Recita il citato comma 2 articolo 28 " 2. Al soprintendente spetta altresì la
facoltà di ordinare l'inibizione o la sospensione di interventi relativi alle
cose indicate nell'articolo 10, anche quando per esse non siano ancora intervenute
la verifica di cui all'articolo 12, comma 2, o la dichiarazione di cui
all'articolo 13."
Afferma l’Atto
del Comune: “ f) il progetto della
sistemazione di Piazza Verdi approvato con delibera del Podestà del 10/4/1934
non ha assolutamente previsto l’alberatura del marciapiede centrale”
FALSO!
Il
28 settembre 1937 l’Ispettorato ai giardini, riscosso il parere positivo del
Delegato Podestarile ai giardini e passeggiate, avanzava l’opportunità di
alberare la Piazza in seno ad un progetto di messa a dimora di nuovi alberi e
di creazione di masse di verde che interessava, oltre a piazza Verdi, le nuove
arterie viarie (via XXIV Maggio e via Vittorio Veneto) aperte in seguito agli
importanti progetti di espansione della Città verso est realizzati proprio in
quegli anni[2].
È
significativo che il Podestà avesse incaricato una Commissione Edilizia per
esprimere un parere esclusivamente sulla piantumazione dei pini in piazza Verdi
e non per le altre zone della Città. Possiamo ritenere infatti che il filare di
pini domestici sulla Piazza, nelle intenzioni dell’epoca, avesse una ‘valenza
architettonica’ all’interno della Piazza stessa e rivestisse non soltanto una
funzione estetica ma costituisse un elemento di raccordo – visivo e simbolico –
tra le due grandi strade (via Domenico Chiodo e via Vittorio Veneto) che essa
mette ancora oggi in collegamento, dunque tra la città vecchia e la città nuova[3].
P.S.
Una
delle poche affermazioni vere dell’atto del Comune è questa: “ L’annullamento (della autorizzazione ndr)

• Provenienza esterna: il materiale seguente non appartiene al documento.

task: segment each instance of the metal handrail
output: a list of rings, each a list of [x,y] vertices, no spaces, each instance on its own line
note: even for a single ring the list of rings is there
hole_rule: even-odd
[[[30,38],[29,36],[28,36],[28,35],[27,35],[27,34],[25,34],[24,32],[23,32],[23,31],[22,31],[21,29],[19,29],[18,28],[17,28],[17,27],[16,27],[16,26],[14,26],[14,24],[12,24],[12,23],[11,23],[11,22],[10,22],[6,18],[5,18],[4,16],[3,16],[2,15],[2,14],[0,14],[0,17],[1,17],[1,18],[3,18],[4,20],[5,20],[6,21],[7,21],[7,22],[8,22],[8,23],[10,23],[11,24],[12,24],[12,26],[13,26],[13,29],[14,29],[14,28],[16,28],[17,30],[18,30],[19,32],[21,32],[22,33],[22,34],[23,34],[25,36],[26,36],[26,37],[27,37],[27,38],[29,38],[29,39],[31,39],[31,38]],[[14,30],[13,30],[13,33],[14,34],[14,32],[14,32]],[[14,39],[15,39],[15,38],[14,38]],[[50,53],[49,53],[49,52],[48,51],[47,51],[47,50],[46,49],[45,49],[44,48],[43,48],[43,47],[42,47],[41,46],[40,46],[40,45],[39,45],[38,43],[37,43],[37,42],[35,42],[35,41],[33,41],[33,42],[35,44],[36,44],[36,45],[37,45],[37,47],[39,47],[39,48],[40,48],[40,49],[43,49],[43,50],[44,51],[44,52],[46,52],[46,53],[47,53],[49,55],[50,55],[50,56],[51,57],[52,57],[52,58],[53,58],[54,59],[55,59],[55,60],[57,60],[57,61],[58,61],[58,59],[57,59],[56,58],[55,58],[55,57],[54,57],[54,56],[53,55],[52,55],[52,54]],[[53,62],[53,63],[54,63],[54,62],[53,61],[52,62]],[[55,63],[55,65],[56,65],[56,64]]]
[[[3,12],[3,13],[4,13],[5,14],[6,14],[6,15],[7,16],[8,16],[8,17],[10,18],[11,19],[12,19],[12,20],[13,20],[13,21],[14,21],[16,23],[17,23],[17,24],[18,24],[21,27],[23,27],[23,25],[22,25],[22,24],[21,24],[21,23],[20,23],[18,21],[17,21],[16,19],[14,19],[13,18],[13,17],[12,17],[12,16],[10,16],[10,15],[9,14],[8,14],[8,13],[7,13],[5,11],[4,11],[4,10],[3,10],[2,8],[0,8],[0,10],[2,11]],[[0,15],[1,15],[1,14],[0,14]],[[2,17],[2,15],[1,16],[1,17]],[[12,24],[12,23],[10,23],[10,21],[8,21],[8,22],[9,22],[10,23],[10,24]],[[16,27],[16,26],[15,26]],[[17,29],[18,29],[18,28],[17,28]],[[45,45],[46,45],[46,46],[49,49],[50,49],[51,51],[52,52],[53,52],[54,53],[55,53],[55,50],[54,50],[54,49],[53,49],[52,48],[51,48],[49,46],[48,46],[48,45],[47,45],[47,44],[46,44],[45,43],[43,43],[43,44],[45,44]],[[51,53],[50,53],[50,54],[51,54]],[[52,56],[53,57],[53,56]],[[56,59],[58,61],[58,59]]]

impedisce la realizzazione della parte più importante e qualificante del
progetto approvato dal Comune”. Si è proprio così e quindi il Comune deve
presentare un progetto alternativo come richiesto correttamente dalla
Soprintendenza con il Decreto di annullamento della autorizzazione del
6/11/2012.
[1] “Il Piano Regolatore generale della Città (nella relazione
del Gruppo degli Urbanisti Romani), Comune della Spezia. Rassegna
Municipale, 1933, pag. 12
[2] Cfr. Comune della Spezia. Deliberazioni del Podestà. 1937. Vol III, pag.
879, n.12/847, delibera del 6 novembre 1937,
Piantagioni lungo le strade e
nelle piazze cittadine.
[3] Ipotesi che si pone in perfetta
antitesi con l'interpretazione formulata dalla dott.ssa Ratti nella relazione
accompagnatoria al bando dove, unitamente all’errore di datazione dell’età dei
pini, commenta: “(…) il collegamento con via Veneto è stato attuato e l’unica
direttrice via Chiodo-via Veneto è ben percepibile dalla piazza che non
ha alberature centrali, che saranno messe a dimora solo nel dopoguerra con
incomprensione totale del senso della piazza stessa e delle prospettive che da
essa si aprivano su via Chiodo da una parte e su via Veneto dall’altra (…).